The data show Beta Bionics’ device handily beating the standard care arm on blood glucose control measures, putting approval well within the company’s reach. An FDA submission has already been made, with the group hoping for approval “soon”.
But how does the system stack up against the available, and perhaps soon to be available, products? The table below includes data from the iLet’s pivotal trial and from the pivotal trials of the approved insulin pumps from Tandem and Insulet. These, like iLet, work with glucose monitors from other developers.
Many industry watchers will consider a different device as the most interesting comparator for the iLet: the hotly anticipated MiniMed 780G from Medtronic. This uses Medtronic’s own glucose sensor, and is therefore the latest iteration of the only closed-loop system in which all the components are made by the same group. Its pivotal trial reported in 2020, and like the iLet it is awaiting FDA approval.
|Cross-trial comparison of pivotal data on selected insulin delivery tech|
|Control (standard care)||Minimed 780G (Medtronic)||t:slim X2 (Tandem)||Control
(pump + sensor)
|Omnipod 5 (Insulet)|
|Status||Awaiting US approval||Awaiting US approval||Approved in the US||Approved in the US|
|CfB in average A1C (% points)||-0.6||0.0||-0.5||-0.3||0.0||-0.4|
|CfB in time in blood glucose range:|
|CfB = change from baseline. There was no control group in 780G or Omnipod 5 trials. Source: NEJM 1 and 2; ADA 2020; FDA.|
Comparing across different trials is always somewhat fraught, but Mr Damiano makes the point that this comparison is particularly invidious. Most obviously, Medtronic’s pivotal trial did not have a control arm.
“We actually looked at baseline-adjusted differences compared to control. You can’t do that without an intervention arm,” Mr Damiano says.
He adds that the performance of these techs, especially hybrid systems, depend greatly on the user’s skill. “Looking at how the absolute time in range, or A1c change, is so dependent on socioeconomic factors, demographic factors, glycaemic factors at baseline, that it’s really dubious to compare across trials.”

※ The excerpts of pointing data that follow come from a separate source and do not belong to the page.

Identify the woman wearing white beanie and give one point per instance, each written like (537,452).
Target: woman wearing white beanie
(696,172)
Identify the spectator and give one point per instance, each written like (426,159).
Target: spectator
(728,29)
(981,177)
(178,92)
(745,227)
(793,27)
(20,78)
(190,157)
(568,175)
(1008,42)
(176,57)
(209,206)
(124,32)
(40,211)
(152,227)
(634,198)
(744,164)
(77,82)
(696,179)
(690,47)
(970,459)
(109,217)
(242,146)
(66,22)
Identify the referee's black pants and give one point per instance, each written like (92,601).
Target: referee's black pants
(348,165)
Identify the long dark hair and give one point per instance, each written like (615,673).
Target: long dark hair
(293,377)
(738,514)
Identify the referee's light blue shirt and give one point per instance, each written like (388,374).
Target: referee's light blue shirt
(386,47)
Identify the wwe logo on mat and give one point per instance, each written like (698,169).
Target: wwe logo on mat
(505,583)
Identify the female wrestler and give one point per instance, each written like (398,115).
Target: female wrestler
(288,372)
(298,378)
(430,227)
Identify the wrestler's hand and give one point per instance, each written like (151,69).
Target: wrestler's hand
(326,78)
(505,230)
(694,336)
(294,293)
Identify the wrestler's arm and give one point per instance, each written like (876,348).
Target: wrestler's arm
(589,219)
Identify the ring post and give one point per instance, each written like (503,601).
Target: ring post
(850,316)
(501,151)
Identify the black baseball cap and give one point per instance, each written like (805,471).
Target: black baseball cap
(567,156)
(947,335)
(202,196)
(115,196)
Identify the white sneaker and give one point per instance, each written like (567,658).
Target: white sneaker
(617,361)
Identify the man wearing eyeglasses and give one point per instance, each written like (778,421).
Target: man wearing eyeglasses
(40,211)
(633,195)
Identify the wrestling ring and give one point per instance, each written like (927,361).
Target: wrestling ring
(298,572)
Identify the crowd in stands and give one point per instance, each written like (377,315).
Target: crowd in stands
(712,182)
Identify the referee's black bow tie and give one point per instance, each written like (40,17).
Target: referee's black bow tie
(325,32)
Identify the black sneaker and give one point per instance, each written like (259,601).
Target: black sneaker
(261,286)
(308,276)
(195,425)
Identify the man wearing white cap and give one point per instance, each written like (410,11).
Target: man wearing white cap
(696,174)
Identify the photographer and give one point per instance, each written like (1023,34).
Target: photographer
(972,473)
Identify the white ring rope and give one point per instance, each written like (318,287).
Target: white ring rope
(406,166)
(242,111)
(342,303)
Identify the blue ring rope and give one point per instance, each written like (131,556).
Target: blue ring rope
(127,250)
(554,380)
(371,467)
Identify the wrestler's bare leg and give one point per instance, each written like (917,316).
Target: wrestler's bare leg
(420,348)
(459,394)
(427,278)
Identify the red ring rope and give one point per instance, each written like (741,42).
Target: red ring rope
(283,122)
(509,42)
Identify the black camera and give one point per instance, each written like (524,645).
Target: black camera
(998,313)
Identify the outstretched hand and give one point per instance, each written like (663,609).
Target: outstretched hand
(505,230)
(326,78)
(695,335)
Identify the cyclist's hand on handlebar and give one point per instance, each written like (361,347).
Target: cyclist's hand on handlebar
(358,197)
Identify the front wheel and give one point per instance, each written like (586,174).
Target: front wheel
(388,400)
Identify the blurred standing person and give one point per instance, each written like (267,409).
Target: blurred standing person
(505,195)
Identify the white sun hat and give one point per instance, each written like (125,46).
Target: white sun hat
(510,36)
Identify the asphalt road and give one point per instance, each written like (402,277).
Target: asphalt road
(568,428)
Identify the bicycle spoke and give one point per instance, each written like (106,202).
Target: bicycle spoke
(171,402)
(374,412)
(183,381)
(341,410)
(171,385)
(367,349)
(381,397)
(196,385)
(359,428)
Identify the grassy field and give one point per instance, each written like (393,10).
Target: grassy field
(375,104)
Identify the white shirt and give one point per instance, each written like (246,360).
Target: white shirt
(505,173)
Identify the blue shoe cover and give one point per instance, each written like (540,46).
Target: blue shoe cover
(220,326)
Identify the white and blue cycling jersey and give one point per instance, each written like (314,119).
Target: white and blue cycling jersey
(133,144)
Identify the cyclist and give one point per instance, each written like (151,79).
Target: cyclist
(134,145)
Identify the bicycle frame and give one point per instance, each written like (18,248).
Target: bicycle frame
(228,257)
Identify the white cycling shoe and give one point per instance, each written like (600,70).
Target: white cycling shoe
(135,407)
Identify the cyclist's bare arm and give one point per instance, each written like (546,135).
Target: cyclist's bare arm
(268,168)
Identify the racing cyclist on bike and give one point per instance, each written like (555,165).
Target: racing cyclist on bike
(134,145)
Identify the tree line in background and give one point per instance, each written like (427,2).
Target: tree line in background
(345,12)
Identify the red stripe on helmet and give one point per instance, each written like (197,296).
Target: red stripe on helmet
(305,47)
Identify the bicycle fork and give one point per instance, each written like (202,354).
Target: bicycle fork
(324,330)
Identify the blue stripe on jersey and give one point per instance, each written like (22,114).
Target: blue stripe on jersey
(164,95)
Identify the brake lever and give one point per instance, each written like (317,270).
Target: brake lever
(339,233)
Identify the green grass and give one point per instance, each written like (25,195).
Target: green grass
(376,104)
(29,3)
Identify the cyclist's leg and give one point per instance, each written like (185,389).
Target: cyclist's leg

He insists that the control arm in iLet’s pivotal trial is a more apt comparison, adding that it was “the only study with a direct head-to-head comparison of the iLet with a hybrid system”. However, since the trial did not specifically split out the outcomes of the closed-loop population from those of the injection and pump users also in the control arm, this is not a perfect comparison either.
Room for one more
This may not matter too much for Beta Bionics from a competition perspective. The company does not anticipate taking share from the artificial pancreas developers.
“A big part of our uptake, we’re hoping, will be from people on injection therapy,” says Mr Damiano. Injection users that switched to the iLet system in the pivotal trial had, he says, greater reductions in glycated haemoglobin than those who had previously used pumps or hybrid closed loop devices.
This is because people who are used to controlling their own sugar levels by making their own insulin dosing decisions find it hard to cede control to the iLet, Mr Damiano says. In other words, Beta Bionics believes that most pump and closed-loop users are likely to stay on their current therapy, rather than switching to the iLet.
For now it is over to the FDA. Approval of Medtronic’s 780G has been in the works for some time, having been delayed by a warning letter following an inspection of its diabetes headquarters in December 2021. Medtronic hopes to get its approval in the first half of next year, which means the 780G might hit the market at a similar time to the iLet. Their respective sales trajectories will be watched with interest.